Cover Me: Chris Trout on Hydrographics
Chris Trout, 44, arrived on the Grand Strand in 1989 to pursue a business management degree at Coastal Carolina University. At that time, the school was still affiliated with the University of South Carolina and Broadway at the Beach was nonexistent.
Originally from Lansdale, Pa., Trout says he moved around frequently because of his father’s job with Sonoco Products, a global packaging provider based in Hartsville. “That took us to [Burlington, Ontario] Canada,” he says. “About the time I was graduating high school, he was looking at transferring back to Hartsville and I started looking at colleges. I decided –‘hey why not go to college near the beach,’ so I ended up at Coastal and stayed here.”
Trout says he is a multitasker, and is a partner in several businesses which lately have been focused on the amusement industry. He has been involved with the Myrtle Beach SkyWheel, Sling Shot, Skyscraper and the Soaring Eagle Zip Line at Family Kingdom. He says that there are more rides to come.
But a couple of years ago, he was getting ready to send off a gun stock to be camouflaged through a process called hydrographics, or water transfer printing – which is basically a method of applying printed designs to 3-D objects. His wife, Nan Trout, became interested in hydrographics and started doing some research. When he got his finished product back, she showed him online how it worked. “She said, ‘we could do that.’ I said, ‘you’re right – we could do that.’”
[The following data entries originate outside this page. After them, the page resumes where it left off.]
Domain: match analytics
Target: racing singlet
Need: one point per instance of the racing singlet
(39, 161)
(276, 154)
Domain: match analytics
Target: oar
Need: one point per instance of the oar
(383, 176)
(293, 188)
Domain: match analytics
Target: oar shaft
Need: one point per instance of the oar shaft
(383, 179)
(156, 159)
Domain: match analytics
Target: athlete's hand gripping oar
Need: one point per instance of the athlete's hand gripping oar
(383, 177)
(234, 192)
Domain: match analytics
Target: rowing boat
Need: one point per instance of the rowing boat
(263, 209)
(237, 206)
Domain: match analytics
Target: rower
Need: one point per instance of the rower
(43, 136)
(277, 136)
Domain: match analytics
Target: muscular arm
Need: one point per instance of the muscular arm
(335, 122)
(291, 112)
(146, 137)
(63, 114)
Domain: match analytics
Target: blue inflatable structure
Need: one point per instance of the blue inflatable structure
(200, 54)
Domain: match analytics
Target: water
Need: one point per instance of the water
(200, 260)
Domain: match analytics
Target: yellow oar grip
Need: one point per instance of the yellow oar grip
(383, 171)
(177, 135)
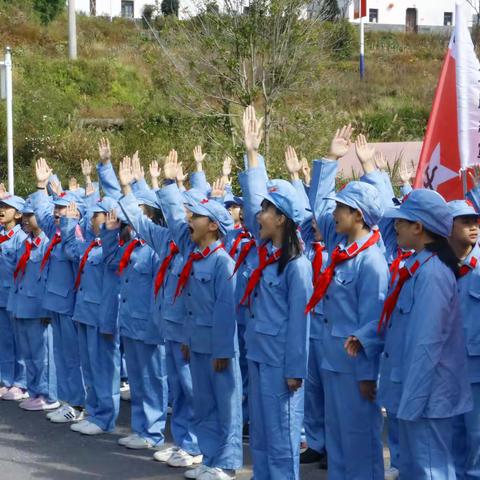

That was the inception of Undercover Graphics, Inc. [ www.undercovergraphics.com] in Myrtle Beach, co-owned by Trout and business partner Simon Spain.
“Undercover Graphics is an opportunity to change the look and design of just about any object with a solid surface,” says Trout. “Our primary business is probably firearms – we camouflage a lot of guns for people – but we also do a lot of car parts like engine covers or dashboards. We can turn a basic black plastic dashboard or dash panel into a wood grain or a carbon fiber dash – or we’ll camouflage it.”
Anything from household switch plates to tablet and cell phone covers are examples of what can be covered.
He says there are tens of thousands of patterns and options available. “People see hydrographics, or at least the finished product of hydrographics, almost every day but they just don’t realize it.” He cites the wood grain dashes in luxury cars. “Everybody knows they are not wood grain. That’s hydrographics.”
But what of the process?
“The biggest challenge is with every dip, but the process itself is simple. You have water, film and chemicals – and you dip your object into the water. Sounds incredibly simple, doesn’t it? The hard part is learning how to dip each item because every item is a little bit different.” He says there is always the possibility of creating water pockets or splashing, both detrimental to the process. “You need to dip your item into the water so that the water continues to flow smoothly, because any bubbles or splashing will mess up the product and you have to start over.” Obviously some items are more difficult to dip than others.
Of note is that partner Spain is a certified gunsmith. “To properly dip the firearms and get good coverage, we take the guns apart. With Simon being a gunsmith and my knowledge of a firearm, people feel better dropping their products off – knowing that they are going to be taken apart and reassembled correctly.”
The Trouts lives in Myrtle Beach and have a daughter Charley, 12. Trout enjoys hunting and four-wheeling. He might be spotted hunkering down for a meal at Joe’s Bar & Grill in North Myrtle Beach. “Joey Arakas is the owner there – and it’s by far my favorite restaurant on the beach.”
As for the future, Trout says he has plans to expand Undercover Graphics and introduce a new process shortly. “I like to go day-by-day and see what each day has to offer. I guess that’s why I got into so many businesses with different people.”